Dr. Jonas is a primary care physician, health services researcher, and Director of the Division of General Internal Medicine. Dr. Jonas’ primary research interests and areas of expertise include preventive services delivered in primary care, unhealthy alcohol use, implementation, critical appraisal and synthesis of health literature, and training health services researchers. Dr. Jonas has led multiple clinical trials and numerous projects critically evaluating the scientific evidence on health care and health policy topics for groups making national recommendations, such as the Effective Healthcare Program of the Agency for Healthcare Research and Quality (AHRQ) and the U.S. Preventive Services Task Force (USPSTF). He has over 100 publications, including in the Journal of the American Medical Association (JAMA), Annals of Internal Medicine, JAMA Internal Medicine, American Journal of Preventive Medicine, Journal of General Internal Medicine, Systematic Reviews, Medical Care, and Medical Decision Making. Dr. Jonas has served as Principal Investigator or Co-Investigator on grants or contracts from AHRQ, the National Institutes of Health, and the Patient-Centered Outcomes Research Institute (PCORI).
Prior to joining The Ohio State University in December 2020, Dr. Jonas was at the University of North Carolina at Chapel Hill for over 15 years where he worked as the Section Chief for Research in the Division of General Medicine and Clinical Epidemiology and as the Deputy Director for Research, Director of the Program on Medical Practice and Prevention, and Director of the Primary Care Research Fellowship at the Cecil G. Sheps Center for Health Services Research. He has served as co-Director of the RTI-UNC Evidence-based Practice Center since 2012. Dr. Jonas received his MD from Ohio State and his MPH from the University of North Carolina at Chapel Hill.

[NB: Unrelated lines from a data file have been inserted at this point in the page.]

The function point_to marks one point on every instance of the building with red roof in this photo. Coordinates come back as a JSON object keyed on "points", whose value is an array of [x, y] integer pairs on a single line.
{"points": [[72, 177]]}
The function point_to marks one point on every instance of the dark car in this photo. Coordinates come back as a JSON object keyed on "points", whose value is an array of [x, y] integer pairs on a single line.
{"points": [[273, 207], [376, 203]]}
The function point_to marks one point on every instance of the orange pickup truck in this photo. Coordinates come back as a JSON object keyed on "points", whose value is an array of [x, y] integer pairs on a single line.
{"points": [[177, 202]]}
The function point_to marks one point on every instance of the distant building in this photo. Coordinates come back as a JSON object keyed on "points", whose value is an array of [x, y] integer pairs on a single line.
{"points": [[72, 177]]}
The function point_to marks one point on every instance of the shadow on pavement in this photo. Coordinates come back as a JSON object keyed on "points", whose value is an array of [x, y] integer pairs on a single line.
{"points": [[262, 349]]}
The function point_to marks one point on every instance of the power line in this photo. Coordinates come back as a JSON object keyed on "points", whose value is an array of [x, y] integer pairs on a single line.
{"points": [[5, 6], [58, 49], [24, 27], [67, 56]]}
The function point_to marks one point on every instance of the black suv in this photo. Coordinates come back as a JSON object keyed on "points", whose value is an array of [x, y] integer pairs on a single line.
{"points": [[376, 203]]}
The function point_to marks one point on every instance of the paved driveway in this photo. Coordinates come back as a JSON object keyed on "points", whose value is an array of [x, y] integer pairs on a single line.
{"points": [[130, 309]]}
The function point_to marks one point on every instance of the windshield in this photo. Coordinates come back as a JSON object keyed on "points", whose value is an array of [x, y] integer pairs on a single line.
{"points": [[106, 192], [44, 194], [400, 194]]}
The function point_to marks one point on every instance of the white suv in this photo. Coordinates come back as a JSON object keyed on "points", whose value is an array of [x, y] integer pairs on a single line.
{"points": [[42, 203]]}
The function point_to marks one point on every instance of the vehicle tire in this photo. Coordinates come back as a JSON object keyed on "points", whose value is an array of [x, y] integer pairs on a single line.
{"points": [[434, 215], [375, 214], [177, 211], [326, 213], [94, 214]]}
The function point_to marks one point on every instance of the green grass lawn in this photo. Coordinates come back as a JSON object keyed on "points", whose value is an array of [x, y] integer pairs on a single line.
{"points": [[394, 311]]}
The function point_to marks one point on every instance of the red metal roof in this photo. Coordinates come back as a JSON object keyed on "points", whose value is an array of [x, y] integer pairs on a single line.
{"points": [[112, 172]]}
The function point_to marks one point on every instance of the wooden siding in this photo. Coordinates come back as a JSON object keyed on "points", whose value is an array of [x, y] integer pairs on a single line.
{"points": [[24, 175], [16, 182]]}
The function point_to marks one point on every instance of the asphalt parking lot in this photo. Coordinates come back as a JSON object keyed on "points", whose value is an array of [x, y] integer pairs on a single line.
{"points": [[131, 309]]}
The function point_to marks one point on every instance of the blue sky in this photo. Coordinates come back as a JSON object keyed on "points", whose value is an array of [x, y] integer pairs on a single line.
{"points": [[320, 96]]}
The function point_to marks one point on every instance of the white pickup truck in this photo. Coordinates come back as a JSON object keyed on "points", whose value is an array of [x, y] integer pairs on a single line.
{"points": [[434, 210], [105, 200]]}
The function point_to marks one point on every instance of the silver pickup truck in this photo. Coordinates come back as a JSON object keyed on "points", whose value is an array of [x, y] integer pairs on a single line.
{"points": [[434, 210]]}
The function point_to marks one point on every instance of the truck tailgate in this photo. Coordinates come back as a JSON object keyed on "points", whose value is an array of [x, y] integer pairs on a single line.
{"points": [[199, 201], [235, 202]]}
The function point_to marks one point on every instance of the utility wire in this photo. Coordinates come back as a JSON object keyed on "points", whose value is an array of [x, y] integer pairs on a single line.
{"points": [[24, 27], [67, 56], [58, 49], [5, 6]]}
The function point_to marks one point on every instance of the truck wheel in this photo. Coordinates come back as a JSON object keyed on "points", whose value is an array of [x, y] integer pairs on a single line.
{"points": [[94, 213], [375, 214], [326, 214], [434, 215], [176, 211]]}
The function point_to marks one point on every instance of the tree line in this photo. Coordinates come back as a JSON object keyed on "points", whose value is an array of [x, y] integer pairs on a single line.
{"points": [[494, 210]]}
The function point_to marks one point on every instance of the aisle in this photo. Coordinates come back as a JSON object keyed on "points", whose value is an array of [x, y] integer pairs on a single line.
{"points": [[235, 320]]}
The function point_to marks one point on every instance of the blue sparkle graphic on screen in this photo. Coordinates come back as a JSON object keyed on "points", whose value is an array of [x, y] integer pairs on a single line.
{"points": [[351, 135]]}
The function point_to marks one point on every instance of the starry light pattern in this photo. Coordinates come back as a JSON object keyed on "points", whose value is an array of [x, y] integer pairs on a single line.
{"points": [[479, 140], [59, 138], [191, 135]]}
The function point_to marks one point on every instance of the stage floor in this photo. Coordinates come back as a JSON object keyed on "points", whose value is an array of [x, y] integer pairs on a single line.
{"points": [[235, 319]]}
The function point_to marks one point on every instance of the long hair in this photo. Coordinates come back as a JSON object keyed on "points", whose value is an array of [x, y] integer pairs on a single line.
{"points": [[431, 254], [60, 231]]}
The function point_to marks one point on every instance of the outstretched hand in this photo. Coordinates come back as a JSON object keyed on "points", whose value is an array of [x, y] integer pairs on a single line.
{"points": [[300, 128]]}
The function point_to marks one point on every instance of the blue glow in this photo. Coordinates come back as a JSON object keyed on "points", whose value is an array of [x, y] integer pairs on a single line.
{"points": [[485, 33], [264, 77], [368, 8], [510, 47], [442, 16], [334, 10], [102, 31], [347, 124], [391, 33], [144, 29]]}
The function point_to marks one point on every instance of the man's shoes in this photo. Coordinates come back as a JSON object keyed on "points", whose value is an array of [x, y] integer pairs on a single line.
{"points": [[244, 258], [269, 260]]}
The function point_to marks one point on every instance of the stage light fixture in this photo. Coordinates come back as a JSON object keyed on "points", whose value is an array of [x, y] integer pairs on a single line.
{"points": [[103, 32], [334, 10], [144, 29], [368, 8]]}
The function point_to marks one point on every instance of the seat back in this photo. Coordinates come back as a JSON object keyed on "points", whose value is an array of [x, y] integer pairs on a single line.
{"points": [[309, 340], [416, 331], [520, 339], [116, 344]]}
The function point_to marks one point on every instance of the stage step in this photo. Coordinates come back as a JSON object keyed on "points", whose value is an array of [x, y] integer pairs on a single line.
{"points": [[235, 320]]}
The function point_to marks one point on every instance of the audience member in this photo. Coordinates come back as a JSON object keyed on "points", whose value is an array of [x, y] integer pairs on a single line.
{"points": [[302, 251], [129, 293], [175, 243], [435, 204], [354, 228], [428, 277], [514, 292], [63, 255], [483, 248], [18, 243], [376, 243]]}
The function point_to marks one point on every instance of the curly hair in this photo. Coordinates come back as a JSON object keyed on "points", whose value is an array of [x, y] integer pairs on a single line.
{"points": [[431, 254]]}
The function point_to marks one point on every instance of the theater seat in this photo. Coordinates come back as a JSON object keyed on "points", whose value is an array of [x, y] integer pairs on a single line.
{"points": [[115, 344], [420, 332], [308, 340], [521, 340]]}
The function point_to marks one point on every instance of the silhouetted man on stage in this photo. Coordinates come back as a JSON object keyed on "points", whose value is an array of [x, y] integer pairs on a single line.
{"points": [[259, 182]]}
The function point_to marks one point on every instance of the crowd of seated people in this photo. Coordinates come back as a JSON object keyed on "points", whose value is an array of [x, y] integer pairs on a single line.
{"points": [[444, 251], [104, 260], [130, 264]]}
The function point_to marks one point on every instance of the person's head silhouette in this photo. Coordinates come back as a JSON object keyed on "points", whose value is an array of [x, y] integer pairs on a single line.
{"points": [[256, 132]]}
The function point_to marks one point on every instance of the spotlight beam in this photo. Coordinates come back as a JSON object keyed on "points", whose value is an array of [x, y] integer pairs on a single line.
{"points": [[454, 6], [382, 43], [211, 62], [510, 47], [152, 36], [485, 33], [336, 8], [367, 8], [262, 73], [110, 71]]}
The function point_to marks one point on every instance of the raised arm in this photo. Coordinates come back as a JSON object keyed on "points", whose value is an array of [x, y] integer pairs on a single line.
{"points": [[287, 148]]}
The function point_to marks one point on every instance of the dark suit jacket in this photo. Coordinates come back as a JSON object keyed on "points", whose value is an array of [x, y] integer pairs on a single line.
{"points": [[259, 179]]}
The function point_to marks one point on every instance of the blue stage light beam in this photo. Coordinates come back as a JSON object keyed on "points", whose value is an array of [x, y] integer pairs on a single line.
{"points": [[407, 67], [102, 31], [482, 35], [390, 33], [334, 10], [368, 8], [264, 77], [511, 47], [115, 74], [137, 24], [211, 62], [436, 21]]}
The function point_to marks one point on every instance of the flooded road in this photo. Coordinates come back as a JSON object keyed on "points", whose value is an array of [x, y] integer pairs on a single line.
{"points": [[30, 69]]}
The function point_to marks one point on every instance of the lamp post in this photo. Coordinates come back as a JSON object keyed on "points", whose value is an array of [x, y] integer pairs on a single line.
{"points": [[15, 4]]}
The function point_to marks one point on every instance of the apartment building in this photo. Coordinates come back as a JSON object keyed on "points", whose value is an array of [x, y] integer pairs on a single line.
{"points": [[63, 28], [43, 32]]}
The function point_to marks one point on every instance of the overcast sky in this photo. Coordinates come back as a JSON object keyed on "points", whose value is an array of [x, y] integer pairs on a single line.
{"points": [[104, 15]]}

Ann Scheck McAlearney, ScD, MS

Ann Scheck McAlearney, ScD, MS 

Executive Director of CATALYST, Associate Dean for Health Services Research, and Distinguished Professor in the Department of Family and Community Medicine in Ohio State's College of Medicine 

Dr. McAlearney is the Executive Director of CATALYST, Associate Dean for Health Services Research, and Distinguished Professor in the Department of Family and Community Medicine in Ohio State's College of Medicine. She also holds appointments as a professor of health services management and policy in the College of Public Health and is a professor of biomedical informatics and pediatrics in the College of Medicine at The Ohio State University. She has over 30 years of health services research experience and has been actively involved in both performing research and disseminating research results to academic and practitioner audiences.

Dr. McAlearney enjoys collaborative research projects and engaging clinicians in health service research as well as mentoring junior faculty in their research endeavors. She is internationally known for her expertise in both qualitative and mixed methods analyses, and she has been continuously funded for over 20 years. Dr. McAlearney has authored over 300 peer-reviewed publications, 11 books/edited books, and more than 100 book chapters. Dr. McAlearney has served as a grant reviewer for 18 years including for the Agency for Healthcare Research and Quality, the National Institutes of Health, the Patient-Centered Outcomes Research Institute, and the National Science Foundation. In addition to co-leading the Center to STOP COVID at Ohio State (U54), Dr. McAlearney leads an R01 focused on applying management practices to prevent transmission of healthcare-associated infections, and she co-leads the “Better Birth Outcomes Through Technology, Education and Reporting (BETTER)” project funded by the American Heart Association as part of their newly established Health Equity Research Network. Her ongoing research focuses on addressing care disparities, information technology innovations in health care, population health management, quality improvement, and organizational development. Dr. McAlearney received her undergraduate and graduate degrees from Stanford University and Harvard University’s T. H. Chan School of Public Health.